People who have fallen for this survey scam should scan their Facebook profiles for “shared” and “liked” content that they don’t want to endorse.
Notorious hacking groups Anonymous and TeaMp0isoN are teaming up with other hacktivists to launch coordinated attacks on banks in response to recent crackdowns against “Occupy” protest movement encampments. The joint operation has been code named OpRobinHood, and will involve using stolen credit cards to make false donations to charities, and other malicious activities that their moms can all be proud of. These activities are supposed to be going down at the expense of banks, but who do you REALLY think will face increased charges and clawbacks to cover the losses? Yup. You, Me and those unnamed Charities.
These anarchists are also encouraging bank account holders to withdraw their funds and deposit them in credit unions instead. Their intentions are to starve the banks of customers as a physical attack, and parallel that attack with sustained and large scale credit card charging campaigns.
Of course, this begs a few questions:
- Just how much more “honest and considerate” do you think a credit union is of the Occupy protesters?
- What differs the credit union from the banks regarding motivations and intentions?
- How is one any better than the other?
- Is security somehow better, worse, or about the same at these gentler credit unions versus the evil empire of banks?
- When they are finished with the banks, will they then come after the credit unions? Then the mattress manufacturers? And finally cookie jar makers?
It’s nice that these hacktivists have 99% of us in their hearts, but why do I get the feeling that this is all just another sham to cover over the fact that what these cowards are actually doing is to take money from the banks just to line their own pockets, and using the charities to either distract, hide, or lauder their ill-gotten gains?

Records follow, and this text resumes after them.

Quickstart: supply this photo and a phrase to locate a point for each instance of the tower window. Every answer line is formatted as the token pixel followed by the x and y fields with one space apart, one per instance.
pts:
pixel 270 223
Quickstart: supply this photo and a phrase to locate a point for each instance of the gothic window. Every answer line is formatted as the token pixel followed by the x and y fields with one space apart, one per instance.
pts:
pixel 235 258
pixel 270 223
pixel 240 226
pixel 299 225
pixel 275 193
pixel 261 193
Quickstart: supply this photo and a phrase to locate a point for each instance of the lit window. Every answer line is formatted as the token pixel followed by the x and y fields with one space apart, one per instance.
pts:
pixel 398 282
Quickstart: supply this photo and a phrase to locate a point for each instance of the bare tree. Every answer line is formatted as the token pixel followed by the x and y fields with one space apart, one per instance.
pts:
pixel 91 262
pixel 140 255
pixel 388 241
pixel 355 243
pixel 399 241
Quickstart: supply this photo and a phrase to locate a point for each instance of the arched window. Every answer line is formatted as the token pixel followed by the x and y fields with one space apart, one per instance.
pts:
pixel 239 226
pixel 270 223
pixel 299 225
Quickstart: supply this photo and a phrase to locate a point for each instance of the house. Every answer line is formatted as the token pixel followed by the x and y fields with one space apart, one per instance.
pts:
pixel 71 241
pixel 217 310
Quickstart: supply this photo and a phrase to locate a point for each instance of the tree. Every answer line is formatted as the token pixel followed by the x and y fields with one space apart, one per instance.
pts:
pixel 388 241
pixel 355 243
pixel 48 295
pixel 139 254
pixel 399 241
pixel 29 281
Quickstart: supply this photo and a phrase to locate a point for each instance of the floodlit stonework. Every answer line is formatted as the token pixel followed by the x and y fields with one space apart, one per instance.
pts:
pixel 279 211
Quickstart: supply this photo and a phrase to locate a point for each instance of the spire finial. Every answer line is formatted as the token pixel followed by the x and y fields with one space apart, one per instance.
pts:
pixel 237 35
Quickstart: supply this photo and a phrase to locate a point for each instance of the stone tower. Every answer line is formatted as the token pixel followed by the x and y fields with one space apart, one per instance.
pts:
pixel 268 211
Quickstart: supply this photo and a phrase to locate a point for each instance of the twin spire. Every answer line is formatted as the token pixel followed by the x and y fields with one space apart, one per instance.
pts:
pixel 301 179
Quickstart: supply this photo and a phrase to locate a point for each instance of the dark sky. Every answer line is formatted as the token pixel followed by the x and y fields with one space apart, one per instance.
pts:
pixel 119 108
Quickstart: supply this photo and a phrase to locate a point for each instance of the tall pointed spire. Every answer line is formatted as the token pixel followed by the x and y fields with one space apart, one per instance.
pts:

Just sayin’…
FraudNews reports that three individuals, a disbarred lawyer, a crooked loan officer and another man could possibly get long prison sentences for their role in a mortgage fraud scam involving two well known North Carolina banks. All three have pleaded guilty on a variety of counts. The US attorney’s office states that they caused losses amounting to over $ 1 million.
Loans department bank officer Mark David Webb, and Goldsboro real estate lawyer, William Devaughn Orander III worked at both banks between 2004 and 2008 when the fraud took place. The banks allowed borrowers to make a purchase of properties without having money of their own. They also allowed them to walk away from the closing table with more than 50% of the purchase price for property in cash. Prosecutors stated that there were a lot of instances where the money was paid to other members of the conspiracy. This was either done individually or using the real estate holding companies that the co-conspirators owned. As for Southern Bank’s losses, it amounts to nearly $284,000 with about $715,000 loaned out.
The third party to this conspiracy, Robert Keith Parker, pled guilty to the charge of making false statements to influence financial institutions connected with the loan. It was Parker and Webb who falsified income tax returns to be able to qualify Parker’s wife to get a loan from Southern Bank.
Nearly $5 million worth of losses have been reported last year by the New Century Bank in a different fraud case by its founding chair, Raymond Lee Mulkey Jr., where the bank lent their founder millions to operate finance companies that he owned.